We don't need a lot of data, facts, or figures to understand
what is happing to American agriculture; it's just plain common
sense. In making agriculture more efficient, we have chosen
industrial technologies and methods, which have resulted in
fewer, larger farming operations, and now, in corporate control
of agriculture. In the process, we have lost both the security
of our farms and the food security of our nation. These outcomes
are the logical consequences of the objectives and strategies
we have pursued. We have sacrificed our security for the sake
of efficiency. It's not all that difficult to understand;
it's just common sense.
Many economists, however, argue that we need not be concerned
about becoming dependent upon the rest of the world for our
food. They advise, it is only logical that America moves beyond
farming in the new global era of economic development, that
we have higher valued uses for our land and labor resources.

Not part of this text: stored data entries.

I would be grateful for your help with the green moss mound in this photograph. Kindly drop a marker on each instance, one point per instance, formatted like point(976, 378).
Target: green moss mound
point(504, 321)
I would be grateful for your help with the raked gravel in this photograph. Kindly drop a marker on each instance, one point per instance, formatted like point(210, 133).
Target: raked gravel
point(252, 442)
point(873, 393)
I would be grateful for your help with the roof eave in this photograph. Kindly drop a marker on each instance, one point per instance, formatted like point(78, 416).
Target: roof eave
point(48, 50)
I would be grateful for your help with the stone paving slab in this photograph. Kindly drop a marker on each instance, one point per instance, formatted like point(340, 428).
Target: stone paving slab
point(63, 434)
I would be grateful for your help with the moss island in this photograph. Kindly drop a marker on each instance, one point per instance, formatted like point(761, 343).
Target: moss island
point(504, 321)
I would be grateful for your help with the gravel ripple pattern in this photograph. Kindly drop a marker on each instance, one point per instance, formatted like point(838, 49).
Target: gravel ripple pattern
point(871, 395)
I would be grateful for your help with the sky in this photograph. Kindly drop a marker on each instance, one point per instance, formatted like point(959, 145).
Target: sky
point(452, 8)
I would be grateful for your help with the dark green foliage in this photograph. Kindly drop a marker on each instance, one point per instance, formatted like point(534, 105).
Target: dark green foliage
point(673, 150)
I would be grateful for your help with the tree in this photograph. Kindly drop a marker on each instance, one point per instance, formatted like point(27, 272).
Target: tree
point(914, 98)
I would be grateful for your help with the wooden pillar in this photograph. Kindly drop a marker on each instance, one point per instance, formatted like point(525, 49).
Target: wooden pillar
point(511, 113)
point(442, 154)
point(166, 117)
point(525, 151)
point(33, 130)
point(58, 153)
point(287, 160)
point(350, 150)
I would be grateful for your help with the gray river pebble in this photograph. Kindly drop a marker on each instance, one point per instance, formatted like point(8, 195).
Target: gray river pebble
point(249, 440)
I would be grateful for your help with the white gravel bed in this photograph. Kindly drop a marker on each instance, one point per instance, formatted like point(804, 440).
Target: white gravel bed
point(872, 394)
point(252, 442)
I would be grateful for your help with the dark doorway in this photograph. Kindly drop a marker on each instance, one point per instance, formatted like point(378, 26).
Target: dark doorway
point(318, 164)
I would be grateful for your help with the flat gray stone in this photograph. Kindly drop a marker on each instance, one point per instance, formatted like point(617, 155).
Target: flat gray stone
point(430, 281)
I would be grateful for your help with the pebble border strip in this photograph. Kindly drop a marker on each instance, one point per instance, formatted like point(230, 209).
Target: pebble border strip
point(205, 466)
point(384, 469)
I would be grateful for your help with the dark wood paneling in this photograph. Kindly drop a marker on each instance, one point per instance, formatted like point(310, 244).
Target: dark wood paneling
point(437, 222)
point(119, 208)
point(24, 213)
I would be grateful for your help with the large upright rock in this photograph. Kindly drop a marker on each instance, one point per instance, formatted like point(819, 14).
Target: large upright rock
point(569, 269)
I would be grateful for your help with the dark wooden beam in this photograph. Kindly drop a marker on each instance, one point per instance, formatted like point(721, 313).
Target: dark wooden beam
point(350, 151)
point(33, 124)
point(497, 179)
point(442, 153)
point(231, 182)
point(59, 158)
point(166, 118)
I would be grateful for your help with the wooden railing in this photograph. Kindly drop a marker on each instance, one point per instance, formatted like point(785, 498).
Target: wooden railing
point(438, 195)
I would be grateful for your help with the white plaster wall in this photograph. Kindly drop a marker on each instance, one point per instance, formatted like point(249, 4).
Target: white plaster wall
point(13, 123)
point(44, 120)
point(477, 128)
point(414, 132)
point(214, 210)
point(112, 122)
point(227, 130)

We will be even better fed at a lower cost, they say, because
food can now be produced cheaper elsewhere in the world. But
in times of crisis, a nation that can't feed itself is no
more secure than is a nation that can't defend itself. Perhaps
we won't abandon agriculture completely, but we could easily
become as dependent on the rest of the world for our food
as we are today for our oil. Perhaps, we can keep our food
imports flowing, as we do for oil, but how large a military
force will it take, how many "small wars" will we
have to fight, and how many people will be killed.